Songs of the T-Shirt
Eine Theaterperformance über den Konflikt Mode und Nachhaltigkeit
Vorbemerkung: Die Serie „NachhaltigKunst" stellt in jeder Ausgabe einen Künstler, eine Künstlergruppe und/oder ein Kunstwerk vor, welche die Sphären Nachhaltigkeit und Kunst interessant verbinden. Das soll Sie als Leser berühren und für Kunst begeistern. Es darf aber auch als Inspiration für Unternehmen, Institutionen und NGOs dienen, sich mit den Potenzialen von Kunst für die Nachhaltigkeitskommunikation auseinanderzusetzen.

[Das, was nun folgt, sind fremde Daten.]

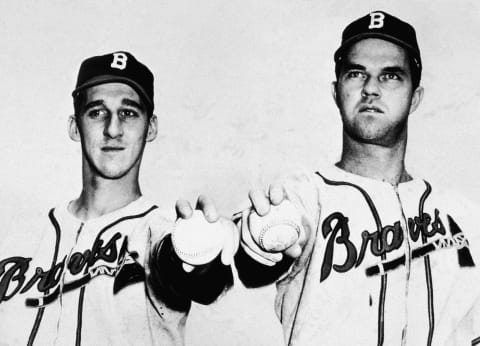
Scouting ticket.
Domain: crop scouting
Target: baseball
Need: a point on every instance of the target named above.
(278, 230)
(197, 241)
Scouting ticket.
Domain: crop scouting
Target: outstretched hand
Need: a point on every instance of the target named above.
(268, 211)
(218, 234)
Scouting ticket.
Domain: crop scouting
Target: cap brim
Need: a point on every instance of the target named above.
(354, 39)
(112, 79)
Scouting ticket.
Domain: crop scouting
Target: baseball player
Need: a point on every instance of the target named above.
(382, 258)
(102, 270)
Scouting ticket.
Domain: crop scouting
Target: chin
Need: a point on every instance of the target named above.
(113, 173)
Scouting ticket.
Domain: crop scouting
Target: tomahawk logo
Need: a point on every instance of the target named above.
(376, 20)
(119, 61)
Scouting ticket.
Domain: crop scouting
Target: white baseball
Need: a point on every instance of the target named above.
(278, 230)
(197, 241)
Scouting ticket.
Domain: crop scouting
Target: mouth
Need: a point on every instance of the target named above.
(370, 109)
(112, 148)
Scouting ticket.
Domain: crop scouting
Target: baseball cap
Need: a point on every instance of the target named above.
(379, 24)
(120, 67)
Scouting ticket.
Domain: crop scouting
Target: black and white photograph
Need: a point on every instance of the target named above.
(267, 173)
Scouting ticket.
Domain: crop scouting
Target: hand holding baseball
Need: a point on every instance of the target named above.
(274, 227)
(200, 235)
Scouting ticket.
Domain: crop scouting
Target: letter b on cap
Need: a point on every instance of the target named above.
(119, 61)
(376, 20)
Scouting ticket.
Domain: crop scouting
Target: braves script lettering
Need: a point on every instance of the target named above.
(336, 231)
(14, 270)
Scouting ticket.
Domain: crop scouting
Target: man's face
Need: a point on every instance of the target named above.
(374, 92)
(113, 128)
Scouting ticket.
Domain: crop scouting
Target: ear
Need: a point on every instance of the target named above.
(416, 98)
(334, 91)
(73, 130)
(152, 128)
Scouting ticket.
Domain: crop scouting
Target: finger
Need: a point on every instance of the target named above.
(276, 193)
(260, 202)
(228, 246)
(293, 251)
(187, 267)
(208, 208)
(184, 209)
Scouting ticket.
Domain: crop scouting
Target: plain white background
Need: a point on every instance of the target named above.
(242, 95)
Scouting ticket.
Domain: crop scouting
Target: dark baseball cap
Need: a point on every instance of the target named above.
(120, 67)
(379, 24)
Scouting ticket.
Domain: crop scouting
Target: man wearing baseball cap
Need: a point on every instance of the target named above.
(103, 270)
(382, 257)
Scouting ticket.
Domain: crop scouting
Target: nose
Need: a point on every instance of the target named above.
(371, 88)
(113, 127)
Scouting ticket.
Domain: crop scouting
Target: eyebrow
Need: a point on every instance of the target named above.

„Du trägst ein T-Shirt auf deiner nackten
Haut. Es ist ‚Made in Bangladesh‘. Seit das Rana Plaza Gebäude in Dhaka
2013 eingestürzt ist und über 1000 Textilarbeiter/innen starben, plagt
dich ein diffus schlechtes Gewissen. 32 Paar Hände sind es, die dein
T-Shirt anfassen, bis es fertig ist. Shilpi kann sich durch die Arbeit
an der Nähmaschine bald ihre eigene Hochzeit finanzieren, hat aber vom
Einatmen der Fusseln Tuberkulose. Obwohl Naila zur Aufseherin befördert
wurde, hat sie gerade gekündigt. Ein Star-Ökonom sieht im hochwertigen
Textil-Export die Zukunft für ein stolzes und selbstständiges
Bangladesch. Eine Fabrikbesitzerin versteht die Arbeit an der
Nähmaschine als Quelle von Unabhängigkeit und Würde der Frauen."
Sklavinnen der Mode
So beschreibt das 1992 in Kassel gegründete
Flinntheater in der Pressemitteilung das Gefühlsbad, welches die
Zuschauer des collagenartigen Theaterstückes „Songs of the T-Shirt"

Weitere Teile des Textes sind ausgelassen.